Before I continue, you should know that in the coming years, several companies tried their hand at some type of connectable apparati, from Alesis’s ModFX line to Line 6’s Tonecore line, to the current Cooper FX Arcades. Even Yamaha got in on the act in parallel with Korg, though the lineup was quite a bit less robust. Korg actually produced 15 cartridges for the PME 40X (16 if you count the blank “Filler Box”), which is an absolutely stunning amount of devices to support such gimmickry.
And with such an expansive lineup, one would think that Korg would broaden the base model to include more slots, a “super” version if you will. As it stands, the PME 40X can accommodate up to four cartridges. In the late ‘80s, this may have flown as pedalboards were typically much smaller back then, but giving players 15 options with only four slots seems like a bit of a misstep. The truth is, some options are redundant (there are two chorus devices, this was the ‘80s after all) but there are some genuine gems that Korg really threw themselves into. Probably the best example of this is the Octave V, which might be the best analog octave pedal ever made.

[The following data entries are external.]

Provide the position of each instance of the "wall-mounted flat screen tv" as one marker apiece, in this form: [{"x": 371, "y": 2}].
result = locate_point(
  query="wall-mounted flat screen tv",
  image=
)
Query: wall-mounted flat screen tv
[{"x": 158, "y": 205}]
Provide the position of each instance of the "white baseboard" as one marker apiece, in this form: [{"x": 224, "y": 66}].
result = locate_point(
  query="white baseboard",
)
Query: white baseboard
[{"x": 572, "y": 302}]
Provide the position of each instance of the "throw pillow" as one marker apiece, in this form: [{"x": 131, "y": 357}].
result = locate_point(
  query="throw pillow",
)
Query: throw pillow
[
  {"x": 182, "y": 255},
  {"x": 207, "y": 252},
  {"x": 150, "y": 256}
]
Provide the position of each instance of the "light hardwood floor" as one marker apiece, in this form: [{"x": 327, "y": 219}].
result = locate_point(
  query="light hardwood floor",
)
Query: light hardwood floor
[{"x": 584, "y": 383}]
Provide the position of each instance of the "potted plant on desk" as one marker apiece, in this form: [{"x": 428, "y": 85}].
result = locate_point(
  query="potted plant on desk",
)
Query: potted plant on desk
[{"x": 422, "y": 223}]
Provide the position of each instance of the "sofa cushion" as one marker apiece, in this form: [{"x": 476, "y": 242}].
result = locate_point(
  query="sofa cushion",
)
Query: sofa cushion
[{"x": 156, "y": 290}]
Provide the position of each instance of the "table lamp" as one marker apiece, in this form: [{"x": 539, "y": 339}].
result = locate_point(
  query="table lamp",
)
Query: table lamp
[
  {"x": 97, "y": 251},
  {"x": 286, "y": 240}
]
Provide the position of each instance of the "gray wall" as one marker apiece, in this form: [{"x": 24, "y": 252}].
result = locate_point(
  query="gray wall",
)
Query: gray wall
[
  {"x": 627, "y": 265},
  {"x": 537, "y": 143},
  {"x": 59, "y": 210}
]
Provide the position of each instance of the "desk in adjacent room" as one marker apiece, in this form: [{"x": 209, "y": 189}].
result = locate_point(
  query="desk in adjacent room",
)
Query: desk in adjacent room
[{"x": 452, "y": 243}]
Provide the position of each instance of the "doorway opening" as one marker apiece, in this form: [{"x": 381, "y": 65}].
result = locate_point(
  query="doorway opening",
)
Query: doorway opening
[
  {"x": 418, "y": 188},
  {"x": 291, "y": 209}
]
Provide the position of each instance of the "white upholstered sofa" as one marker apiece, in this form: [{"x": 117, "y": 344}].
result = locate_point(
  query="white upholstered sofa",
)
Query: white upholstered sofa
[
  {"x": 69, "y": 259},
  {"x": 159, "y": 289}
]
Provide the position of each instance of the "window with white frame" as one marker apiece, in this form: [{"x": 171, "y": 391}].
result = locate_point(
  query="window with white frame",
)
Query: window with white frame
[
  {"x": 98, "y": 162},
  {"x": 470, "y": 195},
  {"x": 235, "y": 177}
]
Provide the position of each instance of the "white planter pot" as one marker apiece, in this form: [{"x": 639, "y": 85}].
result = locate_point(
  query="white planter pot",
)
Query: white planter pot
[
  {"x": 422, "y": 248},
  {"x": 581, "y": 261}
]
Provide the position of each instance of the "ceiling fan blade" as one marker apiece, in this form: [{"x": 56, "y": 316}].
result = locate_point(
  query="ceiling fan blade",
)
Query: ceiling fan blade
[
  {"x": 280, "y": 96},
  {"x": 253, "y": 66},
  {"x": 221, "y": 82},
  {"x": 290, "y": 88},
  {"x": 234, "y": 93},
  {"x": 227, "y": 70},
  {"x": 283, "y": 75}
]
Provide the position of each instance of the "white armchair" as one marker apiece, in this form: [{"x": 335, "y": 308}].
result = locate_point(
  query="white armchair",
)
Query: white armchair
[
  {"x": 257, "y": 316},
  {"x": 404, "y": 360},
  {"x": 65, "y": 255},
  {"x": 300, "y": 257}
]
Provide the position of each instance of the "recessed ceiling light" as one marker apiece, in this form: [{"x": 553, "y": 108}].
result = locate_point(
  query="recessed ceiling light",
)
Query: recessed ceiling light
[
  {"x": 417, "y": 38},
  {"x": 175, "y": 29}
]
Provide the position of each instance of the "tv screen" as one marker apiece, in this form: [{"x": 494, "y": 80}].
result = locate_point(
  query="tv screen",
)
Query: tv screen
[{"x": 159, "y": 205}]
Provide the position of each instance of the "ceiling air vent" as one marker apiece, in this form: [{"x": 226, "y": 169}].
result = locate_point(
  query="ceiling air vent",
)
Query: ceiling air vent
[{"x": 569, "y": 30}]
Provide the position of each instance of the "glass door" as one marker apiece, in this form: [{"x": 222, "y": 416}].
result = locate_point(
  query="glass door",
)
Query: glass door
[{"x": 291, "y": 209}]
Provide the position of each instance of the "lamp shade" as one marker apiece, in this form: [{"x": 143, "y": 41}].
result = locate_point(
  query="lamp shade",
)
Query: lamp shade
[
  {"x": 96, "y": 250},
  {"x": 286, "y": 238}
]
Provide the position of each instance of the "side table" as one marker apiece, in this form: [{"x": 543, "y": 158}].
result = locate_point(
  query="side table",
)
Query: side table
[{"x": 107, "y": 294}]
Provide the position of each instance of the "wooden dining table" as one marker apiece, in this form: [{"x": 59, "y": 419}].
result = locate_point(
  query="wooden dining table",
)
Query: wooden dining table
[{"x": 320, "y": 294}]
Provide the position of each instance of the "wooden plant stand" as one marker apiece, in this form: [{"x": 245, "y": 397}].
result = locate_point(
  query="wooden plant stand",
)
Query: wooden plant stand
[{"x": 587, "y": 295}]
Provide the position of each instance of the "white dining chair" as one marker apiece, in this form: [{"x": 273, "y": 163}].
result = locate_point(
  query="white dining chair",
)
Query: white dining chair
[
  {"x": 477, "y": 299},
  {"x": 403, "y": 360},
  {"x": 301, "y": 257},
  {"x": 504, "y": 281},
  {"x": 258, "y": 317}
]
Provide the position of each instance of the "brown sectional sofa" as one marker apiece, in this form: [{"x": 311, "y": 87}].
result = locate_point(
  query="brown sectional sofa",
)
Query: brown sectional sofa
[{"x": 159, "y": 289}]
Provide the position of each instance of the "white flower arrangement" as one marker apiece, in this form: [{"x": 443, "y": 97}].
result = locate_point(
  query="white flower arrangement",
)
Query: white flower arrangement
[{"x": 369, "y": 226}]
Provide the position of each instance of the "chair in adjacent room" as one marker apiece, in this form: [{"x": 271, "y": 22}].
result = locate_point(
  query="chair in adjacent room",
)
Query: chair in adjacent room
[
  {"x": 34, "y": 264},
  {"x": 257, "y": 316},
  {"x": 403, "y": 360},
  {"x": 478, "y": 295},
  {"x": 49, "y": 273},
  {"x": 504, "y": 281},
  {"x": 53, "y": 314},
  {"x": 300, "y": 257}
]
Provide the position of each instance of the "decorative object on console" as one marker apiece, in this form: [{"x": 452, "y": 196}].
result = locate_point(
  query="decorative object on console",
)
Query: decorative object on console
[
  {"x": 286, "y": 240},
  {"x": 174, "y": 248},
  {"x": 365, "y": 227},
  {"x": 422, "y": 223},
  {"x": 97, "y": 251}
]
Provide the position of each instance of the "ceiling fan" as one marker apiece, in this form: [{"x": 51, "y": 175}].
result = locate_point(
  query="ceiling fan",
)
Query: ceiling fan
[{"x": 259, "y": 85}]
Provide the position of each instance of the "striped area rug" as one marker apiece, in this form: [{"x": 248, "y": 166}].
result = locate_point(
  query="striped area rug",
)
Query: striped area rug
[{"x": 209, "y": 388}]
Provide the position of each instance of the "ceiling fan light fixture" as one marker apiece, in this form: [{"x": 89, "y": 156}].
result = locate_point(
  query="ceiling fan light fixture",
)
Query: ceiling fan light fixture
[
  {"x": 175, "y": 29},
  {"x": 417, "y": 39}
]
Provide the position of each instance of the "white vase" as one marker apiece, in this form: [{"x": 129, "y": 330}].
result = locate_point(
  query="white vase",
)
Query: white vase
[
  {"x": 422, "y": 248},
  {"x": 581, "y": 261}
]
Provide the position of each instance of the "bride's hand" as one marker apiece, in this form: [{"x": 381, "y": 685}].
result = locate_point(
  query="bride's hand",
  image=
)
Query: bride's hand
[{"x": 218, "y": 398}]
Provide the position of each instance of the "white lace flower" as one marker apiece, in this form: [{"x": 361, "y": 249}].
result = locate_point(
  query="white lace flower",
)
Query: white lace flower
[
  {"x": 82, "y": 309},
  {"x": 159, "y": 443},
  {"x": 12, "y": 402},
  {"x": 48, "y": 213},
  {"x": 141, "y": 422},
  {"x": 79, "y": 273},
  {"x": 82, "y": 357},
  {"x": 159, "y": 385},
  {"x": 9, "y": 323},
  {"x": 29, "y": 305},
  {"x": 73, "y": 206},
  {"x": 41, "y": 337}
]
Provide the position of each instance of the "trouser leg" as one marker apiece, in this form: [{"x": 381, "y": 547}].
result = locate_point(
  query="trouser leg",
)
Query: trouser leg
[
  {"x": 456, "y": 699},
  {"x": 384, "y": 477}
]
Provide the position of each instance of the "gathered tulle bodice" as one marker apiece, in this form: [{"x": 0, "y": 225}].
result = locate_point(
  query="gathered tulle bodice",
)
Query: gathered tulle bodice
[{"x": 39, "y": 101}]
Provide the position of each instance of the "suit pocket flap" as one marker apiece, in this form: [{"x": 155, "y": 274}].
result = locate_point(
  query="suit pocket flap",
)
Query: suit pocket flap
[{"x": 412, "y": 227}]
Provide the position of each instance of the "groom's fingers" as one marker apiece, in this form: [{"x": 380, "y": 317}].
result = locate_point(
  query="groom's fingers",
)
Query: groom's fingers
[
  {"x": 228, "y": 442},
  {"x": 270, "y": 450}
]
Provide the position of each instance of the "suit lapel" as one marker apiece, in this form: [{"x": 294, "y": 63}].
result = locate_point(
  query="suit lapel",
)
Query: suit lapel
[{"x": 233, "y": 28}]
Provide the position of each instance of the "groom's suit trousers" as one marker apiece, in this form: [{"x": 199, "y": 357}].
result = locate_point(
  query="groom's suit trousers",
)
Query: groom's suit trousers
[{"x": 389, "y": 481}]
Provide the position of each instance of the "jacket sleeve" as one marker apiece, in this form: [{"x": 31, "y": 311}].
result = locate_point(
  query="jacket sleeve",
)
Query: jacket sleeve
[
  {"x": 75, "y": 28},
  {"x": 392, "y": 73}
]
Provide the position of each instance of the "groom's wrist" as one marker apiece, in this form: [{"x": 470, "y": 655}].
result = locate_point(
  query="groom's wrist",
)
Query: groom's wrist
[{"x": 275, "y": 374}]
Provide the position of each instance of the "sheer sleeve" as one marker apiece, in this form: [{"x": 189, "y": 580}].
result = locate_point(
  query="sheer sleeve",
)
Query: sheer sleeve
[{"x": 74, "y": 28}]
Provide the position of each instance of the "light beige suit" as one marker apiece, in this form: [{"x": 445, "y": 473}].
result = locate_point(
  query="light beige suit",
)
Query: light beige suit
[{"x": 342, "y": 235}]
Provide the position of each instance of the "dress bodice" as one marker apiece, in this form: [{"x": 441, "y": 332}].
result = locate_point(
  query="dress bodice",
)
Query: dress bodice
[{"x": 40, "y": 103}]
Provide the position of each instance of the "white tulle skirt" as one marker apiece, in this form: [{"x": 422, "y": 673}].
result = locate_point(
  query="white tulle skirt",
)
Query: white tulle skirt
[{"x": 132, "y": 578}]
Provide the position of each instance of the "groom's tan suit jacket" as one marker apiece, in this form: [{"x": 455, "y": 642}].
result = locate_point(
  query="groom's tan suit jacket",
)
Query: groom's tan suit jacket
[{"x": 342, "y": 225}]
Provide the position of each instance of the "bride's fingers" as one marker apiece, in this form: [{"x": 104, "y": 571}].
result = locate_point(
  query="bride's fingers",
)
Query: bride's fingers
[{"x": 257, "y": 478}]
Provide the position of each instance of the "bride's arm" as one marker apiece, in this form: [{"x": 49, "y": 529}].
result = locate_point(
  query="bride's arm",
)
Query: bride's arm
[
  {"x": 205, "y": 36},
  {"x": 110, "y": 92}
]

Featuring 12 sliders (yes, twelve), the Octave V delivers more punch than pedals Vtimes its size. Until this point, almost all analog octavers worked exclusively in the “down” realm, from MXR’s Blue Box to Electro-Harmonix’s Octave Multiplexer. Octave-up designs were relegated to transformer-equipped fuzzes and other magical circuit bits found in fuzz boxes. However, the Octave V not only serves up one- and two-octave-down effects, but an octave up, a dry slider, and distortion effects across all of them. That is to say, you can distort just one octave effect and keep the others clean, or you can turn up the dry slider and its corresponding distortion for a truly great overdrive effect. As you might expect, cranking the distortion on all channels spits out some gnarly stuff, replete with noise. Well, Korg has you covered with a noise gate control. They really thought of everything.
It’s tempting to write the PME 40X stuff as gimmicky cartridges but it’s clear that Korg really went the extra mile with these; other noteworthy entries that have no contemporary are the Dist Wah, a dirty envelope filter, and the Wave Shaper, which is a punishing fuzz circuit that lets you morph the output waveform with a handy mids boost to keep you present. There are some misses (the Overdrive circuit is pretty not great) but overall, there’s a lot to love. It’s a shame that playing any module involves tracking down the dock. Finding individual modules is somewhat difficult; most of the devices come pre-loaded into the dock, which is often priced higher than you might expect. If you do find an individual Octave V or Wave Shaper, prepare to pony up.
Part of curating such a cabinet is searching out new and exciting tone tools wherever they may be, and sometimes that extends to esoteric realms such as this. But let’s be honest, digging through cartridges and plugging them into a machine is sometimes as therapeutic as the music you make from it.